An estimated 30,00 people took part in the fire parade, which was still coming down The Mound two hours after the first participants set off, before fireworks were blasted into the clear night sky from Calton Hill.
The event kicked off three days of festivities in the city, which are expected to attract more than 150,000 spectators and generate more than £40 million for the economy.
The evening was rounded off by performances from Scottish singing superstar Paolo Nutini and alt-rockers Frightened Rabbit at the first ever “Night Adore Concert” in Princes Street Gardens.
Nutini will return to perform at the same venue on Hogmanay.
Mihoko Yotsui, 27, from Tokyo, who was among the participants in the torchlight parade, said: “I’m only in Edinburgh for one night was so excited when I heard the parade was on.
“It’s such a brilliant, vibrant event and it’s really exciting to hear Scottish music for the first time. There’s something special about everyone coming to Edinburgh to spend the end of the year together.”
Torchbearer Pow Song, 20, from China, who is study media at Stirling University, said: “I read about the event on the Hogmanay website and thought it looked very impressive that everyone could get a torch and join in on the streets.
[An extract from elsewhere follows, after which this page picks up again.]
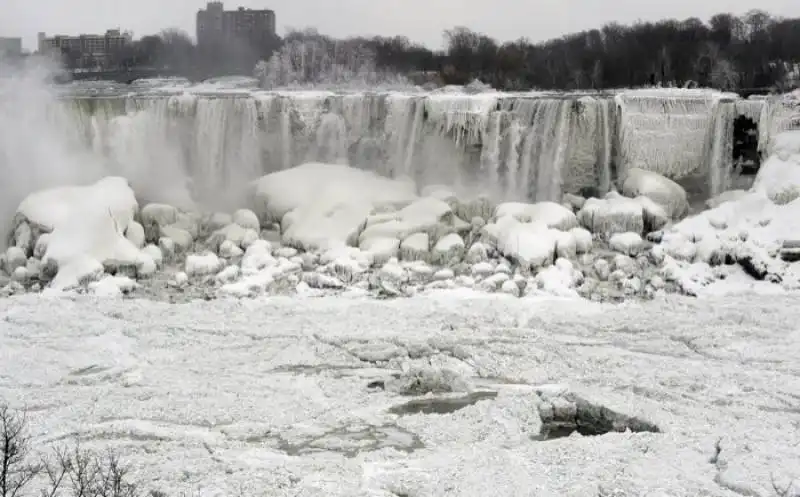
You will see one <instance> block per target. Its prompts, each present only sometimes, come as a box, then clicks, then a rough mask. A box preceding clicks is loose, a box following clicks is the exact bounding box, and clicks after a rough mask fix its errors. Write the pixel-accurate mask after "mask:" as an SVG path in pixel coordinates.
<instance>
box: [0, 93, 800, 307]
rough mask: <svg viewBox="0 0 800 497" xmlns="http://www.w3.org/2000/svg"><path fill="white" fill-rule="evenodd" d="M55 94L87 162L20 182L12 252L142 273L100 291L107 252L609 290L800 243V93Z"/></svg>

The atmosphere has been very good and it is actually very similar to New Year in China. It is all very friendly. Edinburgh is such a traditional and and beautiful city.”
Lawyer Adelaide Gleadow, 24, from Wellington, in New Zealand, was taking part in the parade on a first-time visit to the city.
She said: “I’m in the city to visit a friend and actually didn’t know this was on until I got here yesterday. It’s really nice to do something that the local people do that is steeped in tradition. I do know that Scotland is supposed to be a great place to spend New Year’s Eve - I’m actually going through to Glasgow for Hogmanay itself.”
Canadian accountant Janice Mowe, 54, who was watching the parade on The Mound, said: “My daughter is working in London at the moment and we decided to come to Edinburgh for a few days to do something a bit different.
“We’ve had a great time, although the crowds have been a bit overwhelming for someone from a small town, but everybody has been so welcoming and friendly. I’d live to come back and bring my husband with me - he’s at home ploughing snow at the moment.”
Edinburgh’s Lord Provost Donald Wilson was at the head of the opening night fire parade through the city centre and is also due to lead one of the closing events on New Year’s Day when he will join another 1000 other hardy revellers in taking the plunge into the Firth of Forth at South Queensferry.
He said: “The torchlight procession is fantastic event to mark the start of Edinburgh’s world famous Hogmanay celebrations and shows Edinburgh at its very best.
“The event brings locals and visitors together in an extraordinary way, creating a unique atmosphere that really can’t be found anywhere else.”
Meanwhile one couple will be enjoying “the Hogmanay of a lifetime” tonight after winning the chance to watch the midnight fireworks from the top of the Scott Monument.
Bob Mitchell and his wife Lorna, from Davidson’s Mains, will be allowed rare public access after he won a prize draw out more than 10,000 participants in a challenge to climb the landmark and the Nelson Monument.
Mr Mitchell said: “Taking part in the challenge was great fun. I live in Edinburgh and even though I walk past the landmarks all the time, I hadn’t climbed them since I was a child so it was great to rediscover them.”